Shelling out $500 in February, for produce you’ll begin to get in June, seems like a lot, but it breaks down to only $20-25 per week.

The benefits:

– Cook new food
Not sure what to do with that acorn squash or kholrabi, look it up. Supermarkets stock the same produce year round, so it’s easy to buy the same veggies and get in a cooking rut. (Mark Bittman’s How to Cook Everything and Alice Water’s Chez Panisse Vegetables and The Art of Simple Food and marthastewart.com have easy to follow, great recipes.)

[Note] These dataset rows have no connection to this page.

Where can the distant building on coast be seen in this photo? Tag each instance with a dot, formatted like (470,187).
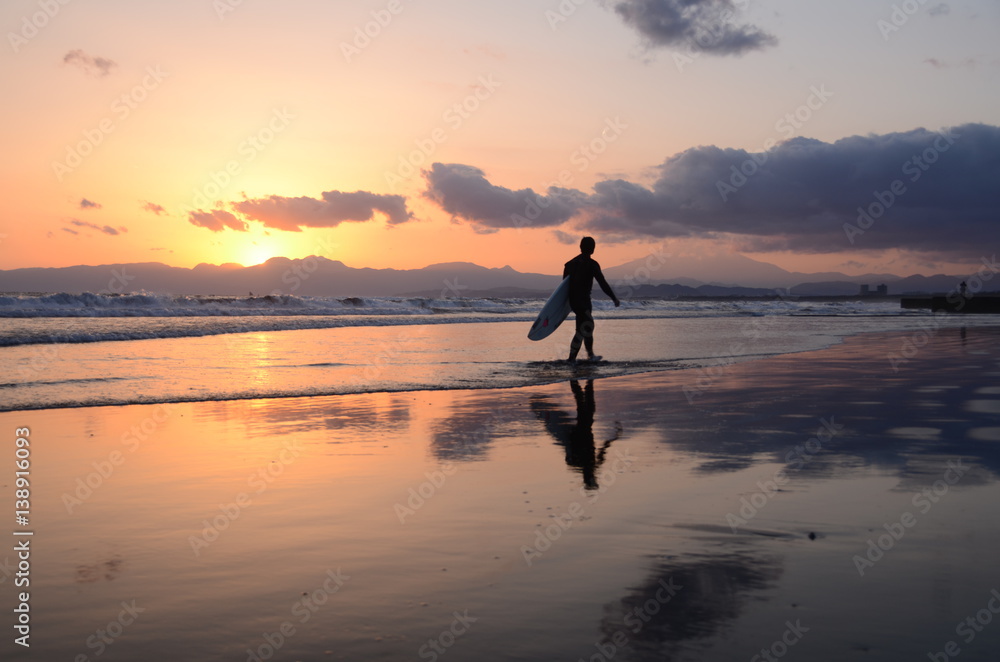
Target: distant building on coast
(880,290)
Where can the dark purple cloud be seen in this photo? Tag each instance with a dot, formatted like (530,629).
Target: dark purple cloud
(709,26)
(920,190)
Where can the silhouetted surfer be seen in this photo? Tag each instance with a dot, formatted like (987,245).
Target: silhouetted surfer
(582,271)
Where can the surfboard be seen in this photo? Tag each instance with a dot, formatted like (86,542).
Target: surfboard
(554,312)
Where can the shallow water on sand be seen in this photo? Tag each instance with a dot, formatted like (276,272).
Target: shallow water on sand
(822,506)
(415,357)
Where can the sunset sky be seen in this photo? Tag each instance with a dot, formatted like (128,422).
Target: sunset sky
(190,131)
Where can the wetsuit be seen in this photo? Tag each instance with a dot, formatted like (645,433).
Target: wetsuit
(582,271)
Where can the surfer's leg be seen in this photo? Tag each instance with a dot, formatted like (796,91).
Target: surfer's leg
(578,337)
(585,330)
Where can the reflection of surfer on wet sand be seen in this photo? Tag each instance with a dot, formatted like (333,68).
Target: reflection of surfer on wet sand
(577,437)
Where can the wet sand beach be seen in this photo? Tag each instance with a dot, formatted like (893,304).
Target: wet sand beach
(838,504)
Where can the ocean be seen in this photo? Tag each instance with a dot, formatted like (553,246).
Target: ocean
(78,350)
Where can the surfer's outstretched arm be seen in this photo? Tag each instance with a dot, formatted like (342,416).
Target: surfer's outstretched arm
(599,277)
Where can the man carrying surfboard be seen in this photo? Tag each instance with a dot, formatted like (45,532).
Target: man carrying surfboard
(582,271)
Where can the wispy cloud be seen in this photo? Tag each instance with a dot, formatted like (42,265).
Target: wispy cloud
(940,9)
(106,229)
(464,192)
(90,64)
(330,210)
(154,208)
(217,220)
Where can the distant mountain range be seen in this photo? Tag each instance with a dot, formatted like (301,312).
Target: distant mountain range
(655,275)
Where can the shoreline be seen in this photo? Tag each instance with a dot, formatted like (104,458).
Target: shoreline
(565,373)
(821,486)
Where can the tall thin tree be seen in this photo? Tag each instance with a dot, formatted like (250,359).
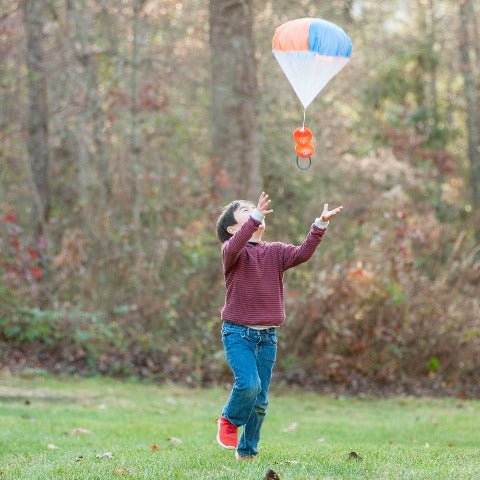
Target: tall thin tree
(235,99)
(473,116)
(34,20)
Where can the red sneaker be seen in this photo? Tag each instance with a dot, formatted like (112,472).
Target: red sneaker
(227,433)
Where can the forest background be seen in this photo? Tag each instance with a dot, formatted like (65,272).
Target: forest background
(126,125)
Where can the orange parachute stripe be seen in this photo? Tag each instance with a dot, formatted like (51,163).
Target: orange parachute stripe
(292,35)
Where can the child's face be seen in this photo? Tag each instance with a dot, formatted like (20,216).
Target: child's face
(242,214)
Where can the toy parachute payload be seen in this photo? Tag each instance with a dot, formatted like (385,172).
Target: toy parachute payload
(310,51)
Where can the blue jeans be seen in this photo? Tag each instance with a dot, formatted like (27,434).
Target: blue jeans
(251,354)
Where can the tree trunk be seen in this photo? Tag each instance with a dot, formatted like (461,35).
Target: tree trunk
(473,117)
(235,100)
(33,17)
(135,142)
(89,157)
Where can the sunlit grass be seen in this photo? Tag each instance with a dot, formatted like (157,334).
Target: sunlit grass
(305,436)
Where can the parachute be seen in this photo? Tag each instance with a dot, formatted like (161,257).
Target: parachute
(310,51)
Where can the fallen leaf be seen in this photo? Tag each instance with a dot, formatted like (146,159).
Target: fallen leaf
(355,456)
(80,431)
(291,428)
(271,475)
(104,455)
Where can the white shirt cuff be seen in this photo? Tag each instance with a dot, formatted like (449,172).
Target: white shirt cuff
(320,224)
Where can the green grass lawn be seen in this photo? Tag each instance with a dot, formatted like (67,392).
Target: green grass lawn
(305,435)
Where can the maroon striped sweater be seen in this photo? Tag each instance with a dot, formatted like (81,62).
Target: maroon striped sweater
(254,275)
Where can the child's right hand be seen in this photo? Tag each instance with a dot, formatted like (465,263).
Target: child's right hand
(263,204)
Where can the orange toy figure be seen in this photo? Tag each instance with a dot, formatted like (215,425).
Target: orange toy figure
(303,136)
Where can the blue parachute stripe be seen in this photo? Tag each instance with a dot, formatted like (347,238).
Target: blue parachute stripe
(325,38)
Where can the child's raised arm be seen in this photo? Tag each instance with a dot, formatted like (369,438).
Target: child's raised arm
(293,255)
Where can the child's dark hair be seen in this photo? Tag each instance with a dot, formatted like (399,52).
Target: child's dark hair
(227,219)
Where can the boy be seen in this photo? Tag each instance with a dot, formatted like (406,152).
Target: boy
(254,308)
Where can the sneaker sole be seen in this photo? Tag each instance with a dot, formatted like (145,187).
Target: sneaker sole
(228,447)
(224,446)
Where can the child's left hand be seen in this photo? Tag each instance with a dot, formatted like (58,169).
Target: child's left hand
(328,214)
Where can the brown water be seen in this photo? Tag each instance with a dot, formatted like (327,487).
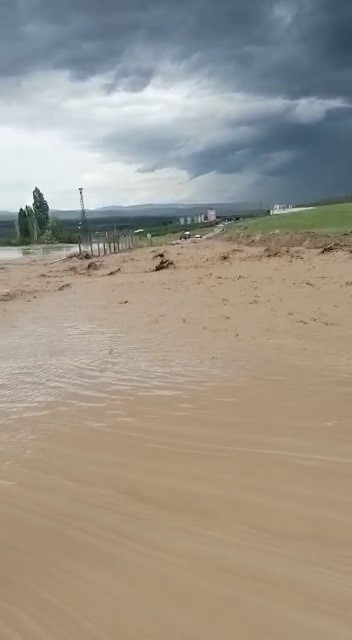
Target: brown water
(149,491)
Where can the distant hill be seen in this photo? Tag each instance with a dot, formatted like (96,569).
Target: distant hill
(169,210)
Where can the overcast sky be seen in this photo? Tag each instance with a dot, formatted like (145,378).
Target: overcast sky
(175,100)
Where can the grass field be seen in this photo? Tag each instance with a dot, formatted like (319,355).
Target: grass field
(335,218)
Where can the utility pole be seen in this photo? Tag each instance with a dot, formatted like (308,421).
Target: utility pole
(83,225)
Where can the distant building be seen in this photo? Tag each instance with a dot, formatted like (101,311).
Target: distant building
(280,208)
(211,215)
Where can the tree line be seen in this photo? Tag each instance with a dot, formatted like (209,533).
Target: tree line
(35,224)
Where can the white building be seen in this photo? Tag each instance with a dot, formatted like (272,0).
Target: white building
(280,208)
(211,215)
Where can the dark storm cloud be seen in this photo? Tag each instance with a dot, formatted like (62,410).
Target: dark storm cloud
(289,48)
(300,47)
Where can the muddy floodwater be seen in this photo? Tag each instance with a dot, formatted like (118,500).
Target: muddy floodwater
(13,253)
(175,447)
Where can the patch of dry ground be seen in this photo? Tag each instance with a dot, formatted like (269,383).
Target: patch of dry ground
(220,508)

 Attune yourself to the seasons
If you garden or join a CSA, you’ll have so much zucchini when it’s in season, you won’t crave it in February. Mizuna, kale and other leafy greens are zesty (and so exciting) in the spring, bitter after a heat wave, and sweetest after frost.

– Really taste your food
I’ve had a-ha moments with braised leeks, shallots and cippolini onions. An onion is not just an onion. A variety of flavors, and medicinal properties, Alliums are kind of amazing. In June, substitute spring onions to sweeten your recipes ‘cause that’s what’s coming out of the earth.

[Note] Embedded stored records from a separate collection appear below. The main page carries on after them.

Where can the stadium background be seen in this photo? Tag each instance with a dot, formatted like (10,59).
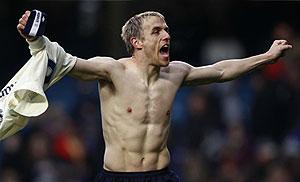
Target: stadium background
(244,130)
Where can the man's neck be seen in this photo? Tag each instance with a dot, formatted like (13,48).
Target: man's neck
(148,71)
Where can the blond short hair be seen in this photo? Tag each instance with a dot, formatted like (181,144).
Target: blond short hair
(133,28)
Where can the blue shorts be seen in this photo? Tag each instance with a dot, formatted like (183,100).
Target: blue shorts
(163,175)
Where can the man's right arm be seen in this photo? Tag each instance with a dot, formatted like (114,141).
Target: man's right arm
(92,69)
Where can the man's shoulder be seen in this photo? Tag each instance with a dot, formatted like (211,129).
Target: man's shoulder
(178,65)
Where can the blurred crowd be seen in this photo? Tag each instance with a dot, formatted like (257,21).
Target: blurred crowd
(246,130)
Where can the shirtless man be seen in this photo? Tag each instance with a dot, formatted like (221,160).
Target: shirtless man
(137,93)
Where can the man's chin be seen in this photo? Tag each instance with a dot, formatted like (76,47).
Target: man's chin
(164,63)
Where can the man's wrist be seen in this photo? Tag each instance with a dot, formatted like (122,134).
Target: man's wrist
(37,43)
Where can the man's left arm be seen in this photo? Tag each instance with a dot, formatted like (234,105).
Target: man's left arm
(227,70)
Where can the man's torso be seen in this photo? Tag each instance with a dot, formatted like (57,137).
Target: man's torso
(136,118)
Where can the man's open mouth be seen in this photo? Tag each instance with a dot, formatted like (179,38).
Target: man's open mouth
(164,49)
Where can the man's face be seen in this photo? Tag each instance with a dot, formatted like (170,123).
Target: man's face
(156,40)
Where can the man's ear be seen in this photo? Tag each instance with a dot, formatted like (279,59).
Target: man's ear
(136,43)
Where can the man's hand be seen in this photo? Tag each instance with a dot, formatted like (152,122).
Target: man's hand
(21,26)
(278,48)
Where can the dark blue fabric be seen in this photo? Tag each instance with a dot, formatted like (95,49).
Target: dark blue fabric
(30,21)
(163,175)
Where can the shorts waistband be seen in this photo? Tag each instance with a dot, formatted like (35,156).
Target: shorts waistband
(154,172)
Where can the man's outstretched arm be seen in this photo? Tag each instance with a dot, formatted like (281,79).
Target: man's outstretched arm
(231,69)
(92,69)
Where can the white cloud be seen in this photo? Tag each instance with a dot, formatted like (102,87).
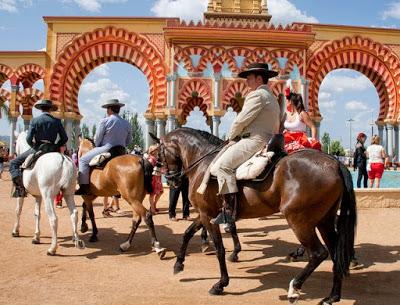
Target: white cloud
(185,9)
(343,83)
(283,11)
(356,105)
(93,6)
(393,11)
(8,6)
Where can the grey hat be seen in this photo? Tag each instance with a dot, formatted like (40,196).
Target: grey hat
(46,104)
(112,102)
(262,68)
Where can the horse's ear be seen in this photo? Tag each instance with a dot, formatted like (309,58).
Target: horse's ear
(154,137)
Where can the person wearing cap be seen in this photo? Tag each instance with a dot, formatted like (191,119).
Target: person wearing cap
(251,130)
(112,131)
(42,129)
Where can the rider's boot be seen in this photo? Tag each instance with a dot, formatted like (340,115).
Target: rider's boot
(228,213)
(19,189)
(84,189)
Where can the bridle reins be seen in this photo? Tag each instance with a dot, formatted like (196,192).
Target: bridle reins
(172,175)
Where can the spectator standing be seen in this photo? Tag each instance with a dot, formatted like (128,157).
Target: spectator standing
(376,158)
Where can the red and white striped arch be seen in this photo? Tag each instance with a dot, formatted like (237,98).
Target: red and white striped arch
(27,98)
(103,45)
(373,59)
(28,74)
(5,73)
(231,92)
(194,92)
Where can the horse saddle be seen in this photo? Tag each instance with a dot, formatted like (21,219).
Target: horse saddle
(100,161)
(44,148)
(262,164)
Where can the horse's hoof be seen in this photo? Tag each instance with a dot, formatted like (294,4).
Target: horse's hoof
(84,228)
(205,247)
(178,267)
(51,252)
(161,253)
(80,244)
(15,234)
(216,291)
(233,258)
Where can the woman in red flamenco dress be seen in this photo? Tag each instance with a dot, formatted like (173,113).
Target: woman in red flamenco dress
(296,122)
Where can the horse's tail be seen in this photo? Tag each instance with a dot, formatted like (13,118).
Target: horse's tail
(346,224)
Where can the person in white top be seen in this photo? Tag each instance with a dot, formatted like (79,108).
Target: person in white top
(376,158)
(296,122)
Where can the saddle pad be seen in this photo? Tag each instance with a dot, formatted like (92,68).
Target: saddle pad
(253,167)
(97,160)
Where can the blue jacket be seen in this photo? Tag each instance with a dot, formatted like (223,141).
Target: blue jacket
(45,128)
(113,131)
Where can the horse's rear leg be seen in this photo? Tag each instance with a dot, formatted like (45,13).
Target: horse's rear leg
(136,220)
(36,237)
(154,241)
(73,212)
(187,236)
(215,232)
(18,211)
(236,244)
(329,235)
(53,221)
(316,254)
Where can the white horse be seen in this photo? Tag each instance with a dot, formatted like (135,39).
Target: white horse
(52,173)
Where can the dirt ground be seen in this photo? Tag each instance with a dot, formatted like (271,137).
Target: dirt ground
(100,274)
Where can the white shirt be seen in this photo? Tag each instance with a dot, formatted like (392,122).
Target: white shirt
(375,153)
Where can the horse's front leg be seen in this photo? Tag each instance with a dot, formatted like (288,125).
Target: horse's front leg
(215,232)
(36,237)
(53,221)
(84,227)
(18,211)
(187,236)
(236,244)
(73,212)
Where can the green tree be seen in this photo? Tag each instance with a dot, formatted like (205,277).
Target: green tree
(137,132)
(85,131)
(337,148)
(326,141)
(93,130)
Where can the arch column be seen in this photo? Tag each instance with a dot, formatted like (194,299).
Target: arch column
(216,121)
(148,128)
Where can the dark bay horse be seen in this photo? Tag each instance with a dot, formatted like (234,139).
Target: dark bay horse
(122,175)
(308,187)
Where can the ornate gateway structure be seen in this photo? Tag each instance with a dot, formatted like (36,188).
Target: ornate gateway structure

– Support farmers when their cash flow is low and their expenses are high!
Heating bills, seed orders, equipment repairs. Winter slows things down a bit (from a 70-80 hr work week to 40-50 hrs) and the land is resting, but farmers are still farming. Joining a CSA early helps farmers plan how much and what varieties to plant.

– Keep upstate beautiful
Good farmland in the Hudson Valley has an asking price of $8-12k an acre and relatively high property taxes even with agricultural tax breaks. Open land will only remain open if the landowners can afford to keep it.

– Support organic farms that feed people while protecting the watershed, sequestering carbon, and encouraging bio-diversity and a healthy ecosystem.

To find a CSA in your upstate community,  ask around, look for flyers at the wine shop, hardware store, cafe- independent locally owned business, or check out Local Harvest. If you’re in the city you can still support upstate communities (with your dollars and votes). Just Food can help you locate a CSA or start a new drop off location.